Breakfast.

Soda-biscuit.

Sugar-syrup.

Coffee.

Dinner. Bread Soup. Beef-neck Stew. Noodles. Cream-of-rice Pudding.

Supper.

Browned Flour Soup with Fried Bread.

Toast and Cheese.

The recipe for Soda-biscuit will be found on page 242.

Bread Soup. Ingredients, dry bread broken in small bits, water, salt, pepper, onion, and a little fat. Soak the bread in the water for a few minutes. Fry the onion, sliced, in the fat, and add it to the soup, with the salt and pepper.
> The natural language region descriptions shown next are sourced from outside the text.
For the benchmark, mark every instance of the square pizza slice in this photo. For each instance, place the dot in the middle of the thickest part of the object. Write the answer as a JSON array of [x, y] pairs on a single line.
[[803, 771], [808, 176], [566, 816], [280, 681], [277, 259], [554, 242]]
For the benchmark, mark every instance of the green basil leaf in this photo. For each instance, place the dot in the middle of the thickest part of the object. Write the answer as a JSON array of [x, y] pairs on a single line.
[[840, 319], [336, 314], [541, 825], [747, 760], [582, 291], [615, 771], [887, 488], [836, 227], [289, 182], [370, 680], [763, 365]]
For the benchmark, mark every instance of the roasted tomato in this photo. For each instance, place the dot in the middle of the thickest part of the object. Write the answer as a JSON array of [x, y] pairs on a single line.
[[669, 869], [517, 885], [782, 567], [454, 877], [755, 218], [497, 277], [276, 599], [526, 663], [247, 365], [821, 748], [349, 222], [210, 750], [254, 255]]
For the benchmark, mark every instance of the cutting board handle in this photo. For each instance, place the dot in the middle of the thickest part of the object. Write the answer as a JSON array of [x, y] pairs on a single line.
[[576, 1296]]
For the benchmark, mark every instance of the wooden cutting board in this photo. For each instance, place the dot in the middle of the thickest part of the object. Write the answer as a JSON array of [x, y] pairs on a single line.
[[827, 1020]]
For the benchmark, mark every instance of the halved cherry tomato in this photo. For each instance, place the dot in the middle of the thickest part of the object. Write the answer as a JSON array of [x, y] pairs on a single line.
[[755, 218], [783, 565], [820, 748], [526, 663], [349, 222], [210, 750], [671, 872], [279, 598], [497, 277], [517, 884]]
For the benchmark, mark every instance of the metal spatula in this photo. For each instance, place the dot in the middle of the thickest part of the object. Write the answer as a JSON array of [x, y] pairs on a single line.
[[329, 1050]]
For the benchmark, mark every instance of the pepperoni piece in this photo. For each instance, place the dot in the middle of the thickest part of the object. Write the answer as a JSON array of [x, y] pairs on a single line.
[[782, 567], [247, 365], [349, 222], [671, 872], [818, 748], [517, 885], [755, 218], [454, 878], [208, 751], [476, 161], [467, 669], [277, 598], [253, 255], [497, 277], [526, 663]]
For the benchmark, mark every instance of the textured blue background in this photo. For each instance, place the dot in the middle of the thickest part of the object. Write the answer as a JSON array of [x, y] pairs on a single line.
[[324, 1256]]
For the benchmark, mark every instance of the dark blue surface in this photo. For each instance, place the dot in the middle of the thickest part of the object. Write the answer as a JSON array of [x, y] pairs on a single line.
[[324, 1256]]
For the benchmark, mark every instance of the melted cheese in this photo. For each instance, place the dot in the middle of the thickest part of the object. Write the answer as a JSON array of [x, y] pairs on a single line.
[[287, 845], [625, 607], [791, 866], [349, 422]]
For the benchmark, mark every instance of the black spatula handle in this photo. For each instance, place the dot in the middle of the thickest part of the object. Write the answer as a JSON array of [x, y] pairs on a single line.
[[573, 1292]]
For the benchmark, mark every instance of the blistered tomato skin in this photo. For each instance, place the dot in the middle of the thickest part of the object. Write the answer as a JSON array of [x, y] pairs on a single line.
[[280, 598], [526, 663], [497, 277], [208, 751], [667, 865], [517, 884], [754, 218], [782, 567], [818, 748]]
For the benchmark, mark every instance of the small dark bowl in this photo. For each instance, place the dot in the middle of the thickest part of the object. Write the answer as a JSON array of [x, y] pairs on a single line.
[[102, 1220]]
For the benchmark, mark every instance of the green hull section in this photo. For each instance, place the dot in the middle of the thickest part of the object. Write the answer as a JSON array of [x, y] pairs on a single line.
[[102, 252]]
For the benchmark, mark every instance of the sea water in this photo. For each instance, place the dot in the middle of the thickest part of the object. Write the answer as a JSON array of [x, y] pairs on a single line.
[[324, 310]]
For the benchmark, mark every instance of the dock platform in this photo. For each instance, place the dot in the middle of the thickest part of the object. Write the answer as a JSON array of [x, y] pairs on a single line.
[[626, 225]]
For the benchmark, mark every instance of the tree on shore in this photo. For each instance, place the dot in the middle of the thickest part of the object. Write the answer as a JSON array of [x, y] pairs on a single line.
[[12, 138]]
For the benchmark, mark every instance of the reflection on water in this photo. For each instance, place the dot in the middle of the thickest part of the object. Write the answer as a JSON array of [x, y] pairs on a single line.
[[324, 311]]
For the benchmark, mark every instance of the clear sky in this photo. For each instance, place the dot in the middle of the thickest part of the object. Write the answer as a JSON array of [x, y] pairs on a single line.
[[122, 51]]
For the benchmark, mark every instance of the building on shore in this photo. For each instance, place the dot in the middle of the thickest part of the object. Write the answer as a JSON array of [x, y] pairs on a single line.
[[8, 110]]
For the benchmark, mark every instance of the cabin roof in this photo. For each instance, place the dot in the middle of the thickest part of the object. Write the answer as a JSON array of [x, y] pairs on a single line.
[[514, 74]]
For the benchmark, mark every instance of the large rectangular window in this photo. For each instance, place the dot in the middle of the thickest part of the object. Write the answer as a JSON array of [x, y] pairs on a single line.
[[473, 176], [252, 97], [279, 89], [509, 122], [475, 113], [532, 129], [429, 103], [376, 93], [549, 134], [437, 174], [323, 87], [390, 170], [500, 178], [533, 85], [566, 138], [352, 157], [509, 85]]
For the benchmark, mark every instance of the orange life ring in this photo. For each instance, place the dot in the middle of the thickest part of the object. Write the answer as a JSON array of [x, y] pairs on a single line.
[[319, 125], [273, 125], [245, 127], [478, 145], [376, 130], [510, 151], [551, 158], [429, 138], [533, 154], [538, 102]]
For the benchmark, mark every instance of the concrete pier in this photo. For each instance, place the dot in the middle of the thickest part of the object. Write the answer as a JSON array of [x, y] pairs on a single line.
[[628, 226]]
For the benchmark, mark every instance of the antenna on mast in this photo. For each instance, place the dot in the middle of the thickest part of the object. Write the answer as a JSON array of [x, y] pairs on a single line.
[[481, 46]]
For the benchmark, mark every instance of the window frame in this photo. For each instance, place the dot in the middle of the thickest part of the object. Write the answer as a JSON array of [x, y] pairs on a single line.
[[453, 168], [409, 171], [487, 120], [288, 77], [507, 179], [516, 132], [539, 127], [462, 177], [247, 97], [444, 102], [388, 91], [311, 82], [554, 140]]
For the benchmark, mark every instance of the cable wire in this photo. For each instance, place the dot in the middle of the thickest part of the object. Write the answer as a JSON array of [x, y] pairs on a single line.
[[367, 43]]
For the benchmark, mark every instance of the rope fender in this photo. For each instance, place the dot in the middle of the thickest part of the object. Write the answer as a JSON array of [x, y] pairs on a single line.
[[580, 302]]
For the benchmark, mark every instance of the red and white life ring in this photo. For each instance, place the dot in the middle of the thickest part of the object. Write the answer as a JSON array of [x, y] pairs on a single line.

Or, use milk instead of water, and toasted or fried bread. Boil slowly for five minutes to perfectly soften the bread.

Beef-neck stew, page 186.

Noodles. Ingredients, three eggs, three tablespoons of milk or water, one teaspoon of salt, and flour.

Make a hole in the middle of the flour, put in the other ingredients, and work to a stiff dough, then cut it into four strips. Knead each till fine grained, roll out as thin as possible, and lay the sheet aside to dry. When all are rolled, begin with the first, cut it into four equal pieces, lay the pieces together, one on top of another, and shave off very fine, as you would cabbage ; pick the shavings apart with floured hands and let them dry a little.

To use. Boil the strips a few at a time in salted water, taking them out with a skimmer, and keeping them warm. Strew over them bread crumbs fried in butter, or use like macaroni.

These noodles will keep indefinitely when dried hard. Therefore, when eggs are cheap, they may be made and laid up for the winter. The water in which they are boiled is the basis of noodle soup. It needs only the addition of a little butter, a teaspoon of chopped parsley, and a few of the cooked noodles.

Cream-of-rice Pudding, page 206.

Browned Flour Soup.

2 Tablespoons of butter or fat. 1/2 Cup of flour. 2 Pints of water. 1 Pint of milk. 1 Teaspoon of salt.

Cook the flour brown, in the fat over a slow fire, or in an oven. Add slowly the water and other ingredients. Serve with fried bread.

Toast and Cheese. Toast some slices of white or Graham bread, arrange them in a platter, and pour over sufficient salted water to soften them. Grate over enough old cheese to cover the toast. Set it in the oven to melt, and place the slices together as sandwiches. This is the simplest form of " Welsh Rarebit."